Principle 3
Until recently, relatively low visitor densities in the MMNR have meant that the Reserve has been able to cater for both budget tourists on package holidays as well as much wealthier tourists on tailor-made safaris, often staying in exclusive mobile camps especially erected for their stay. These different tourism products have largely co-existed alongside one another, with the budget tourists mainly using the more accessible parts of the Reserve near the major lodges and with higher visitor densities, while the premium tourists have mainly used the remoter areas where the road networks are less developed and with lower visitor densities.
The maintenance of these low use areas in the Reserve has ensured the preservation of a sense of wilderness (an important part of the Reserve’s tourism brand), and has also helped to keep the environmental and ecological impacts of visitor use to a minimum. In contrast, areas that experience higher levels of visitor use have traditionally provided the bulk of the Reserve’s revenues, and supported a large number of tourism-related businesses nationwide. Importantly, this diverse tourism product appeal has also improved the financial sustainability of the MMNR, by providing a buffer against unforeseen events that may impact on a particular segment of the tourism market.
However, this de facto separation between the budget (high use) and premium (low use) tourism products in the Reserve has in recent years begun to break down under the overwhelming force of visitor numbers, and there is now a real danger that the Reserve’s tourism offering will soon become an all high use, budget offering, unless explicit measures are implemented in this management plan to maintain the premium tourism product in the Reserve. This simplification of the MMNR’s tourism offering is widely regarded as very undesirable for several reasons. Firstly, focusing on a single market segment is likely to increase the risks to the Reserve’s financial sustainability. Secondly, this will undermine the role of the Mara Reserve as the flagship of Kenya’s tourism industry, and thirdly, an entirely high density tourism product is certain to increase the environmental impacts and disturbance to wildlife from visitor use. Most importantly, however, a well managed premium tourism product that captures the true economic potential of this market has the potential to generate optimal economic benefits from the Reserve alongside minimal environmental deterioration, as has been proven in other African countries such as South Africa, Namibia and Botswana, and increasingly, Tanzania.
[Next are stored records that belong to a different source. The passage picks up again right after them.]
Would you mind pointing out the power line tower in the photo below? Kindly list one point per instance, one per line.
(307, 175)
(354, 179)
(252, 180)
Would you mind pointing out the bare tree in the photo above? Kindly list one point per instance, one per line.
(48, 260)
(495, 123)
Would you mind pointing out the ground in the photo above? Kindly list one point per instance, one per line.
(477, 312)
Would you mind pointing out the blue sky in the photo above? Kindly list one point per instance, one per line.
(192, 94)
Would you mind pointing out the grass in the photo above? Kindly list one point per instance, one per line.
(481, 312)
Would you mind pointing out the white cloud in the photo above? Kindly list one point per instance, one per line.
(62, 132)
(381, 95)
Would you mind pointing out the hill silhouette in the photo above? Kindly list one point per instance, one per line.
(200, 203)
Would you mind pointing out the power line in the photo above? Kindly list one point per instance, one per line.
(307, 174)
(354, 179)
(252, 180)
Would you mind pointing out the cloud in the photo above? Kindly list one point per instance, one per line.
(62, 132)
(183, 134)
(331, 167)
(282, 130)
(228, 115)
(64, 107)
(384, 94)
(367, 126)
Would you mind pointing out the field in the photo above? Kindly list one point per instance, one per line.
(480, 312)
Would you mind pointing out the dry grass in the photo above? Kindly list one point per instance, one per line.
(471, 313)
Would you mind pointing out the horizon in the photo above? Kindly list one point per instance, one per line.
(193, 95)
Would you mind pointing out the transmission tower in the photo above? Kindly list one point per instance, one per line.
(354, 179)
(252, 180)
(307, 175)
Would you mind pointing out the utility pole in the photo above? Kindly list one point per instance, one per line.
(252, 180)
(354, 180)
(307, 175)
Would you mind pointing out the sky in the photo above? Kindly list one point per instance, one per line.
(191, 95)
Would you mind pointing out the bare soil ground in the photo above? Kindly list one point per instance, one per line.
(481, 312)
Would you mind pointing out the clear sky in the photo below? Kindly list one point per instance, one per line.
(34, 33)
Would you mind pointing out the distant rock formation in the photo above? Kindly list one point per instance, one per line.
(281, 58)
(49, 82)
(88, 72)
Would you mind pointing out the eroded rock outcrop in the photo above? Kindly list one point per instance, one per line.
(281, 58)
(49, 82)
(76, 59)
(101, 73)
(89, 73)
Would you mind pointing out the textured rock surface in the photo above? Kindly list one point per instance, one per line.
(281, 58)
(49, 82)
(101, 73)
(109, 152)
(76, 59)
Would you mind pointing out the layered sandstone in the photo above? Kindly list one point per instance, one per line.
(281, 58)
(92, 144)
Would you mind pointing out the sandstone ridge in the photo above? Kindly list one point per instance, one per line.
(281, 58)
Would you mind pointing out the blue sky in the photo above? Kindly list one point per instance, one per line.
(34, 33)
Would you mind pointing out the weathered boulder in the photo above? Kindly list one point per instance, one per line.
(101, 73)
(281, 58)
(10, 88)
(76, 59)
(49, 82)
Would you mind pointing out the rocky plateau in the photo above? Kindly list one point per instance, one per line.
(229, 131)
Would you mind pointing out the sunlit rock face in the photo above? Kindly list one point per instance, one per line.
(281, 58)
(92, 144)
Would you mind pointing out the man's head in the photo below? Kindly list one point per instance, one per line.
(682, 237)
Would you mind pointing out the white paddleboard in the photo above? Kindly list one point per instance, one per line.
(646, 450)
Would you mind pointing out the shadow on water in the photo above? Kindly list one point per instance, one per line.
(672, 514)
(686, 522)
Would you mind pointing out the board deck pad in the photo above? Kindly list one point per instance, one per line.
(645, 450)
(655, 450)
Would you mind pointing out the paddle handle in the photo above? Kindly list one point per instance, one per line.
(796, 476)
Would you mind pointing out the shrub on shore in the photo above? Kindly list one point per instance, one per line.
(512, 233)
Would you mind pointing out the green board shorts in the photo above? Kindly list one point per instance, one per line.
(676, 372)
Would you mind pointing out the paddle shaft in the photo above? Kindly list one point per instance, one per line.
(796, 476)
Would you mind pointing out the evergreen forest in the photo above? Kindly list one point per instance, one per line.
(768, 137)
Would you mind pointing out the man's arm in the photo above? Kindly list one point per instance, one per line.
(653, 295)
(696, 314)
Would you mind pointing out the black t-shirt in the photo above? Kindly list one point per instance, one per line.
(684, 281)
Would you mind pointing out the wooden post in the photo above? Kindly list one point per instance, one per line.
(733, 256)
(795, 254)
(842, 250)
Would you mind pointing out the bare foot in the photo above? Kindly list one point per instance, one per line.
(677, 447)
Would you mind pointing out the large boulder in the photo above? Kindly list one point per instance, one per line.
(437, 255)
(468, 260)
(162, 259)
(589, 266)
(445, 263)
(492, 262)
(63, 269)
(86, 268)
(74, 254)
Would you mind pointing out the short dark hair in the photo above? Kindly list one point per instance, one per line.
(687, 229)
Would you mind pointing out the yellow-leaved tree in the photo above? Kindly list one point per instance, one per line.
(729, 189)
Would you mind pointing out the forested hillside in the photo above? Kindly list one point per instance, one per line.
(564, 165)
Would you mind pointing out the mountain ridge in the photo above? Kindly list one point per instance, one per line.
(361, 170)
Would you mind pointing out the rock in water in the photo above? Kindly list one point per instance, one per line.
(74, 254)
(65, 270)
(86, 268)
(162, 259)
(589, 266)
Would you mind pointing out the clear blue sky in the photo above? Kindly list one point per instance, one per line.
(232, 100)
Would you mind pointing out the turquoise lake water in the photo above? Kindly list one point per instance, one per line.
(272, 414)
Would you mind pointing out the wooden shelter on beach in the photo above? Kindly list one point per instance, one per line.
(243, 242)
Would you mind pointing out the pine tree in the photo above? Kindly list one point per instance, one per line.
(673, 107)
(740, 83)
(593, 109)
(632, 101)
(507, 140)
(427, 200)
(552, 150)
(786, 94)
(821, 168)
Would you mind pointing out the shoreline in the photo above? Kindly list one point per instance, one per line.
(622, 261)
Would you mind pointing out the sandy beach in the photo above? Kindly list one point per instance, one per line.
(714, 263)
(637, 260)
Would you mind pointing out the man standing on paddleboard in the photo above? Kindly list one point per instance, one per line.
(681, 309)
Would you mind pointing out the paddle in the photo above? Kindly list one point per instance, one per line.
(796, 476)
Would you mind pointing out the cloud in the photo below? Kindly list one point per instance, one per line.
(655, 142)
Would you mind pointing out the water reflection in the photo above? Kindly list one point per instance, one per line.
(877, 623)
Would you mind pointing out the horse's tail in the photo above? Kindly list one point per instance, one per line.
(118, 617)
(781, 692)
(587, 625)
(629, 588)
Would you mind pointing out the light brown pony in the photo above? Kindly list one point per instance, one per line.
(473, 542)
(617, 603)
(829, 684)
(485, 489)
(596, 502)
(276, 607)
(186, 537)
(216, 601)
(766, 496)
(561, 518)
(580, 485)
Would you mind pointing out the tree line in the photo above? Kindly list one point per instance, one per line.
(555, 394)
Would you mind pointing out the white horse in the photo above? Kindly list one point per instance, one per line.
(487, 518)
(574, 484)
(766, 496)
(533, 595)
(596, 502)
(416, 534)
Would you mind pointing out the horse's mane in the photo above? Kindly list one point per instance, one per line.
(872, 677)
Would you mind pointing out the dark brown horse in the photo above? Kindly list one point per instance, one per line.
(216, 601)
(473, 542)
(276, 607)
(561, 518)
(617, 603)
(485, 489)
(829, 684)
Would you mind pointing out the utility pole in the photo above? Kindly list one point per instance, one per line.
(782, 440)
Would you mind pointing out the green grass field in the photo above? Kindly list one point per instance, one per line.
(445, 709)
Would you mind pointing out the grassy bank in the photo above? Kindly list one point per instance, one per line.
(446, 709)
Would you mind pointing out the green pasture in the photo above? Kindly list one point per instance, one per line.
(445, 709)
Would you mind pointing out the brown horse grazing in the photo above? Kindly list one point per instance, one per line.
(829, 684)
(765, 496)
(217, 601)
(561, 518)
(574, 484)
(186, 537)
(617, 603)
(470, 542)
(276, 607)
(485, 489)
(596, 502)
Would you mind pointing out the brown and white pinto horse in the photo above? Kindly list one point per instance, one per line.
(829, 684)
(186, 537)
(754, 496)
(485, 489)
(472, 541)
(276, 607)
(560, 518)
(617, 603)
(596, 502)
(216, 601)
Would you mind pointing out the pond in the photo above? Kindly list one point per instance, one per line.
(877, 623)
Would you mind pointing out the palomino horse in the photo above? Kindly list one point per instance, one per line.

This state of optimal economic benefits alongside minimal environmental damage is of course, the overall purpose of this Tourism Management Programme, and the premium tourism product has a potentially crucial role to play in achieving this purpose.
It seems certain that without proactive management, the potential economic and environmental benefits of the premium low use tourism product are likely soon to be lost in the MMNR, in the face of short-term and less robust economic imperatives. A key guiding principle of this programme, and indeed the entire management plan, is therefore that MMNR management will seek to consolidate and enhance the traditional diverse tourism products that the MMNR has provided, featuring both the budget high-use tourism product as well as the premium low use product. This will involve enhancements to both tourism products – with actions and prescriptions to enhance the experience for budget visitors in high use areas, alongside actions and prescriptions to enhance and differentiate the wilderness and exploration experience for premium visitors in the low use areas, and to capture the true economic value of the premium product.